By the time we arrived at the final match on March 22, 1980, nothing was going to stop our flight into history .The journey from 1976 had been hard, meticulous, eventful and productive. The product was a team that played like possessed people on that eventful evening when Algeria did not know what hit them. In the presence of the President of the country, Alhaji Shehu Shagari, the Eagles simply blew Algeria away by three goals to nothing!

Don’t tell me 25 years have passed since that glorious day. It seems like yesterday. Where is the wine? Let’s toast to God’s grace over our lives in the past 25 years. Let’s celebrate!

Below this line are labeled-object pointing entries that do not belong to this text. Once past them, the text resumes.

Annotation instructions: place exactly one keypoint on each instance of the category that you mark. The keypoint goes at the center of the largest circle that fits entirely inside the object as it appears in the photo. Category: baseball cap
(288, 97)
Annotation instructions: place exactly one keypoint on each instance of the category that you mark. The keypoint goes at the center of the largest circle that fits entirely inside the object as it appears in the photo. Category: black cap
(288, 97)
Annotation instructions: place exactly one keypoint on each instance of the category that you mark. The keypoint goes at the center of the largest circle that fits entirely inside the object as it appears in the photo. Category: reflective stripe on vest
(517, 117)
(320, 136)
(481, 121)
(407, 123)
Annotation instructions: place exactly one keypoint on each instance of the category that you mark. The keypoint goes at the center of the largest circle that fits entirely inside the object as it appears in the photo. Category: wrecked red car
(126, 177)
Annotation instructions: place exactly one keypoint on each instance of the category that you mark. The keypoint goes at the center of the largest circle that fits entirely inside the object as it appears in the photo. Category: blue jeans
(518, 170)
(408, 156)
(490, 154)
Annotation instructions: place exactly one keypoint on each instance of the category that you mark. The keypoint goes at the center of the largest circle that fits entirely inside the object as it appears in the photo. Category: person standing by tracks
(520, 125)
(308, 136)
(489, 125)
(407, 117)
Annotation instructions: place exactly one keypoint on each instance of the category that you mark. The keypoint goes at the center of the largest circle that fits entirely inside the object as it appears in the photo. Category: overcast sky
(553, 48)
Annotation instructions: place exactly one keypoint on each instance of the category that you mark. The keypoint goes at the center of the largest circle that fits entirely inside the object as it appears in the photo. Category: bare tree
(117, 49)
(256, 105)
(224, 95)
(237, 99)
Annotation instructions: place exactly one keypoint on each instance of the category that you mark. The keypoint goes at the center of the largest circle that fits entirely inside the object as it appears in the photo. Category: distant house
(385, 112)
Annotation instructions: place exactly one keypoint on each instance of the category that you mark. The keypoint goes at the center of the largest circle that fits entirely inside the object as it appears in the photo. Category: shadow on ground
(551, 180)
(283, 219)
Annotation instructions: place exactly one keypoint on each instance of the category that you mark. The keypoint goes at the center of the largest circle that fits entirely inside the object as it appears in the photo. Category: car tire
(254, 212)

*SEGUN ODEGBAMI, former captain of the “Green Eagles” and second best African player in 1980, wrote this article for his column, “THE MATHEMATICAL” in Complete Sports Saturday, March 19, 2005 in commemoration of the 25th anniversary of Nigeria’s first Africa Cup of Nations victory.

1980 Eagles


GOALKEEPER: Best Ogedegbe (IICC, Ibadan), Emmanuel Okala (Rangers, Enugu), Moses Effiong (NNB, Benin).
DEFENDERS: David Adiele (Insurance, Benin), Christian Chukwu (cpt) (Rangers, Enugu), Tunde Bamidele (IICC, Ibadan), Okechukwu Isima (Standard, Jos,) John Orlando (IICC, Ibadan), Francis Onwuachi (ACB, Lagos).
MIDFIELDERS: Muda Lawal (IICC, Ibadan), Aloysius Atuegbu (Rangers Enugu), Sylvanus Okpala (Rangers, Enugu), Henry Nwosu (NNB, Lagos), Shefiu Mohammed (Raccah, Kano), Godwin Odiye (USA), Kadiri Ikhana (Insurance, Benin), Charles Bassey (Rovers, Calabar).
FORWARDS: Segun Odegbami (IICC, Ibadan), Martins Eyo (Berger, Lagos), Adokiye Amiesimaka (Rangers, Enugu), Felix Owolabi (IICC, Ibadan).
COACH: Otto Gloria (Brazil) Raul Carlesso (Brazil).